2. Asynchronous Computability Theorem in d-Solo Models

2.1. Computational Model of Distributed Computing

In this subsection, we review briefly review some concepts of distributed computing. For details, please refer to [6,7,13,15,19,20,23,34].

A distributed system consists of $n+1$ sequential processes $\Pi =\{p_0,p_1,\dots ,p_n\}$ and some communication objects through which the processes communicate. Without loss of generality, assume that each process proceeds round by round. We further assume that the system is asynchronous and that up to n processes may fail by crashing. In any execution, each process starts with a private input value, and if non-faulty, ends with a private output value after a finite sequence of communications and local computations. A task is a specification of eligible outputs with regard to the inputs, which intuitively models a coordination problem.

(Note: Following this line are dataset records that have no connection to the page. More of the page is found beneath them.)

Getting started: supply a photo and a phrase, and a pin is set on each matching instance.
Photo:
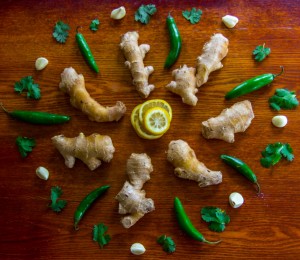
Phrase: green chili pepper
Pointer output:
(252, 84)
(87, 202)
(86, 52)
(186, 225)
(241, 167)
(175, 41)
(38, 118)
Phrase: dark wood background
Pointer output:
(265, 227)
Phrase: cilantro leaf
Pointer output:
(144, 12)
(167, 243)
(260, 52)
(94, 25)
(57, 204)
(193, 16)
(284, 99)
(100, 236)
(25, 145)
(273, 153)
(216, 217)
(61, 32)
(27, 84)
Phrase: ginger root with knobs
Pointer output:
(232, 120)
(210, 60)
(74, 85)
(184, 85)
(135, 55)
(132, 200)
(187, 166)
(91, 149)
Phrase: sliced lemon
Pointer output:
(156, 121)
(154, 103)
(141, 132)
(135, 115)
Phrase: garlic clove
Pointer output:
(279, 121)
(118, 13)
(41, 63)
(230, 21)
(42, 173)
(137, 249)
(236, 200)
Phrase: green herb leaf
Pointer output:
(94, 25)
(260, 52)
(57, 204)
(216, 217)
(193, 16)
(274, 153)
(144, 12)
(100, 236)
(25, 145)
(27, 84)
(283, 98)
(167, 243)
(61, 32)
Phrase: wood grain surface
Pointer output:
(265, 227)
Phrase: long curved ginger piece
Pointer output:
(210, 60)
(184, 85)
(232, 120)
(132, 200)
(91, 149)
(135, 55)
(73, 84)
(187, 166)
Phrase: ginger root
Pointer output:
(232, 120)
(131, 198)
(91, 150)
(73, 84)
(184, 84)
(187, 166)
(135, 55)
(210, 60)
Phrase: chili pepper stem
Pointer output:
(258, 187)
(209, 242)
(282, 70)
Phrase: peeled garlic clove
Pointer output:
(230, 21)
(41, 63)
(137, 249)
(279, 121)
(42, 173)
(236, 200)
(118, 13)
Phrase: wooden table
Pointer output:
(265, 227)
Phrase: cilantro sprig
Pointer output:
(27, 84)
(283, 98)
(261, 52)
(94, 25)
(193, 16)
(57, 204)
(216, 217)
(144, 13)
(25, 145)
(100, 236)
(61, 32)
(167, 243)
(275, 152)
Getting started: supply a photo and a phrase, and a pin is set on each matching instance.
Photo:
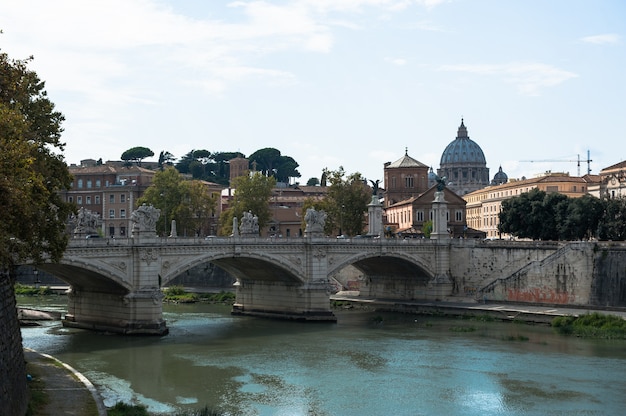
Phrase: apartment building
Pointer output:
(110, 190)
(484, 205)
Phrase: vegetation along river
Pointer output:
(368, 363)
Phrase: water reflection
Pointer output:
(366, 364)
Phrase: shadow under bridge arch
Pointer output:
(244, 268)
(390, 276)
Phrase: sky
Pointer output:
(334, 83)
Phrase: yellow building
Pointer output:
(611, 182)
(484, 205)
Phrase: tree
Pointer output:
(186, 201)
(581, 219)
(270, 162)
(32, 172)
(252, 193)
(136, 154)
(613, 223)
(347, 200)
(165, 158)
(196, 209)
(166, 194)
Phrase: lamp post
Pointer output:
(164, 216)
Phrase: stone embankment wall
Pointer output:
(13, 388)
(576, 273)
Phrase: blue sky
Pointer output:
(333, 83)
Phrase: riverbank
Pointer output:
(538, 314)
(59, 389)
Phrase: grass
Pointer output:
(177, 294)
(593, 325)
(26, 290)
(38, 398)
(123, 409)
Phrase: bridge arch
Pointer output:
(249, 266)
(396, 265)
(89, 273)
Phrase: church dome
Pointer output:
(500, 177)
(463, 151)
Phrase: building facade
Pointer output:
(484, 206)
(404, 179)
(611, 182)
(110, 190)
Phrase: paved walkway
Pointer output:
(505, 311)
(69, 393)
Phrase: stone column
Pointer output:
(375, 217)
(440, 285)
(440, 220)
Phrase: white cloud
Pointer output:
(396, 61)
(601, 39)
(529, 78)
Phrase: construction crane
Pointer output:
(588, 161)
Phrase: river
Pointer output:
(368, 363)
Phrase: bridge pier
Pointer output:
(284, 300)
(138, 312)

Now, we recall the d-solo communication object $C{O}^d\left[r\right]$ proposed by Herlihy et al. [24], where integers $1\le d\le n+1$ and $r\ge 1$ stand for the solo-dimension and the round number, respectively. Roughly speaking, $C{O}^d\left[r\right]$ only allows processes in round r to communicate, and up to d of the processes can run in solo, i.e., each gets no information from its peers. The behavior of $C{O}^d\left[r\right]$ is depicted as follows. Let $({\Pi }_0,\dots ,{\Pi }_z)$ be an ordered pairwise-disjoint partition of a non-empty subset ${\Pi }^{\prime }\subseteq \Pi$, such that $|{\Pi }_0|\le d$ and ${\Pi }_i\ne \varnothing$ for any $1\le i\le z$. It represents the following communication result: each process $p_j\in {\Pi }^{\prime }$ reaches round r and invokes $C{O}^d\left[r\right]$ on some value $v_j$, and the invocation returns $v_j$ to $p_j$ if $p_j\in {\Pi }_0$, while it returns $\left\{v_l\right|p_l\in {\bigcup }_{0\le k\le i}{\Pi }_k\}$ if $p_j\in {\Pi }_i$ with $i>0$. Intuitively, ${\Pi }_0$ is the set of processes that run in solo in round r. For more detail, refer to the literature [10].

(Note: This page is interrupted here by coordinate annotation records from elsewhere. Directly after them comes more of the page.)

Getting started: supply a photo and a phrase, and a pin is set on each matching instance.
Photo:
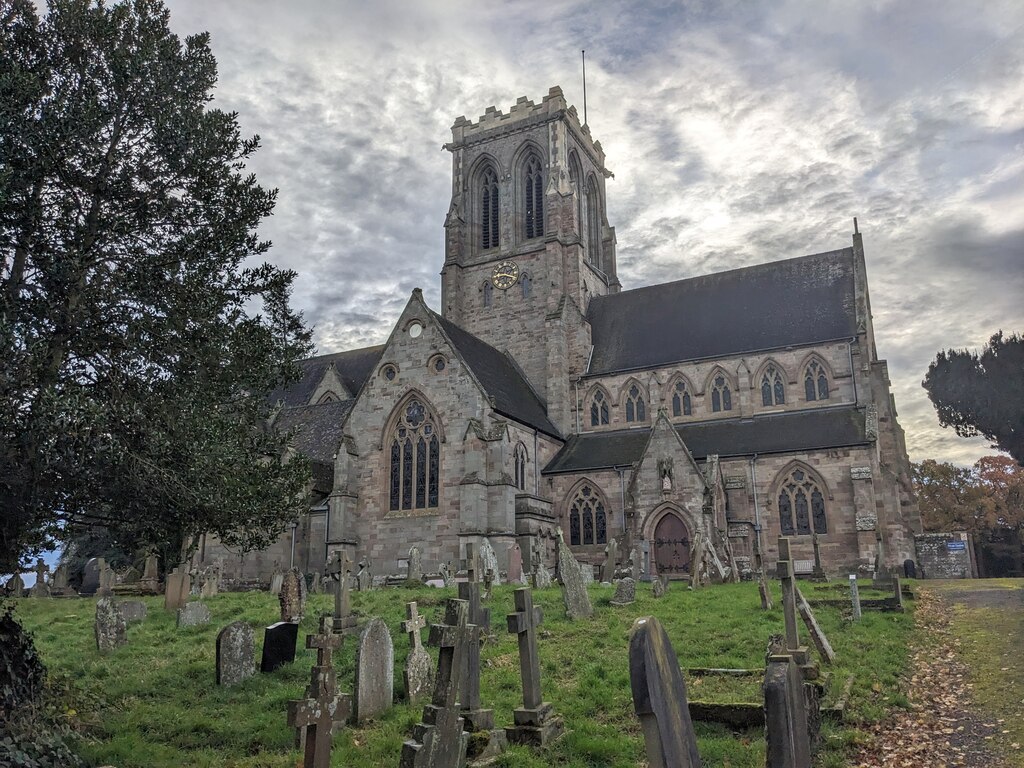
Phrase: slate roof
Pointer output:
(798, 430)
(501, 379)
(783, 303)
(353, 369)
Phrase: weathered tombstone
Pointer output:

A protocol is a distributed program consisting of the processes. A protocol is said to solve a task if the outputs of each execution conform with the specification of the task. Full-information protocols are widely studied, where each process keeps communicating without local computation until it decides. Full-information protocols play a key role in distributed computing, because they are universal in the sense that a task is solvable if and only if it can be solved by a full-information protocol. When processes communicate via d-solo object $C{O}^d$, a full-information protocol has the form illustrated in

Table 1. Process $p_i$ for a full-information protocol.

(01)	$r_i\leftarrow 0$, $l{s}_i\leftarrow$ initial local state;
(02)	loop forever
(03)	$r_i\leftarrow r_i+1$;
(04)	$vie{w}_i\leftarrow C{O}^d\left[r_i\right].communicate(i,l{s}_i)$;
(05)	$l{s}_i\leftarrow (l{s}_i,vie{w}_i)$;
(06)	if $decidabl{e}_i(l{s}_i)$ then output ${\delta }_i(l{s}_i)\mathbf{end}\mathbf{if}$
(07)	end loop

. Here, $decidabl{e}_i(·)$ is a boolean function indicating whether or not the process $p_i$ can make a decision based on the local state $l{s}_i$, and ${\delta }_i(·)$ returns $p_i$’s decision value. What we need to know is that $p_i$ makes a decision and ${\delta }_i(·)$ returns just once if it can decide.

2.2. Topology Model of Distributed Computing

In this subsection, we review concepts of combinatorial topology briefly, and then we model distributed computing systems in terms of combinatorial topology. One can refer to [34,35,36,37] for further details.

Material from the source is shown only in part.